# Business Case Model

This model helps estimate whether an AI adoption program is worth expanding. It is educational and not a financial claim.

## Framing

The primary investment is not the AI tool itself. It is the program effort required to turn available tools into reliable, governed, and measurable team practices.

## Proof Phase Cost Categories

| Cost category | Example estimate approach |
|---|---|
| Program lead time | Percentage of one staff member's quarter |
| Participant time | Cohort size multiplied by training and pilot time |
| Reviewer time | Local legal, privacy, security, compliance, or platform review as needed |
| Measurement time | Baseline capture, weekly reporting, and final summary |
| Tooling | Existing enterprise tools where available; no assumption of new procurement |

## Benefit Categories

### Productivity

Measure time saved in repetitive drafting or synthesis tasks.
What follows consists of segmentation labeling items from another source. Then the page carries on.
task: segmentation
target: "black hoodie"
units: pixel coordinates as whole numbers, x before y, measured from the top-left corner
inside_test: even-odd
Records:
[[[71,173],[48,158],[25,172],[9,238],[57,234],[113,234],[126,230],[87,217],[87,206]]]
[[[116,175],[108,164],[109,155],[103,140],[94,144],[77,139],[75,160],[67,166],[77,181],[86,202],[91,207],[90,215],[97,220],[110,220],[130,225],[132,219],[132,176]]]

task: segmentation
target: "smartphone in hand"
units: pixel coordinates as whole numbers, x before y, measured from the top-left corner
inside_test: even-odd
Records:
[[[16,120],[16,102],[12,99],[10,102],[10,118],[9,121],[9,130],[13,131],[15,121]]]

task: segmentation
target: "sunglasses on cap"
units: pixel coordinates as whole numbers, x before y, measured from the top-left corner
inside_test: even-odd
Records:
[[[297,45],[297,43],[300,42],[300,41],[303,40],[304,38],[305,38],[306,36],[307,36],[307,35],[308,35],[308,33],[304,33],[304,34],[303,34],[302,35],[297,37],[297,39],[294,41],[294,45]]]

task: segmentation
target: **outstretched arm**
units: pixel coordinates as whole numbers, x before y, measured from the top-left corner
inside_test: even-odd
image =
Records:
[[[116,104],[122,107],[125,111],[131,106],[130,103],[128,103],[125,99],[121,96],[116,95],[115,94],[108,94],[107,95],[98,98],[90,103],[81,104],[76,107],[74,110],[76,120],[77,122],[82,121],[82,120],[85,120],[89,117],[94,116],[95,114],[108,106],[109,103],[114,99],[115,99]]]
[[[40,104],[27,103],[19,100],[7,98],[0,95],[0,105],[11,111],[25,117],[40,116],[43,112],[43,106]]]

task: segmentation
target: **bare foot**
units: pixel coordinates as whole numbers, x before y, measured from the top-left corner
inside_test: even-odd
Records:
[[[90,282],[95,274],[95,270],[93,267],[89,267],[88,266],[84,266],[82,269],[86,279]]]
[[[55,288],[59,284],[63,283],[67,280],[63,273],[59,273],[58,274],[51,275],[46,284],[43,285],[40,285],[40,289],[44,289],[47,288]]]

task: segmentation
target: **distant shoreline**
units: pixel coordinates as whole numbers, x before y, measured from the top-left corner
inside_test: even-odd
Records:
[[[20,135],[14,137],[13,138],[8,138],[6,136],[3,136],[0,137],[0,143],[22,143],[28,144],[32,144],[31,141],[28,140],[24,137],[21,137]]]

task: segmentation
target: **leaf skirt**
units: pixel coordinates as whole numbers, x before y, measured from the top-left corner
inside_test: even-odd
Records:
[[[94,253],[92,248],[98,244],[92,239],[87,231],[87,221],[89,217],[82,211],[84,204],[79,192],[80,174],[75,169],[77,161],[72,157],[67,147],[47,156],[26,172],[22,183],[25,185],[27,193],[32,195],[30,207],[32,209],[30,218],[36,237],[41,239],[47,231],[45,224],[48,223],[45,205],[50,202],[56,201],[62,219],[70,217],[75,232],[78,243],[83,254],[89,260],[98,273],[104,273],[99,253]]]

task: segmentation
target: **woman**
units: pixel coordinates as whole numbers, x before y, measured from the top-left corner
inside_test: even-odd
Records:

Use conservative baselines and require human review.

### Quality

Measure completeness, consistency, missing information, and rework.

### Learning

Measure confidence, appropriate use, verification behavior, and ability to identify uncertain data scenarios.

### Risk Awareness

Measure whether participants can recognize when a workflow needs local review before AI use.

## Example Return Model

For each workflow:

1. Estimate current average time.
2. Measure AI-assisted average time after review.
3. Calculate time saved per instance.
4. Multiply by realistic volume.
5. Discount for review, training, and maintenance effort.

This framework should produce a directional case for further evaluation, not a guarantee of return.

## Expansion Decision

A proof phase is useful if it creates enough evidence to answer:

- Which workflows are good candidates?
- Which workflows are not appropriate?
- What review steps are required?
- What training gaps remain?
- What support model would expansion require?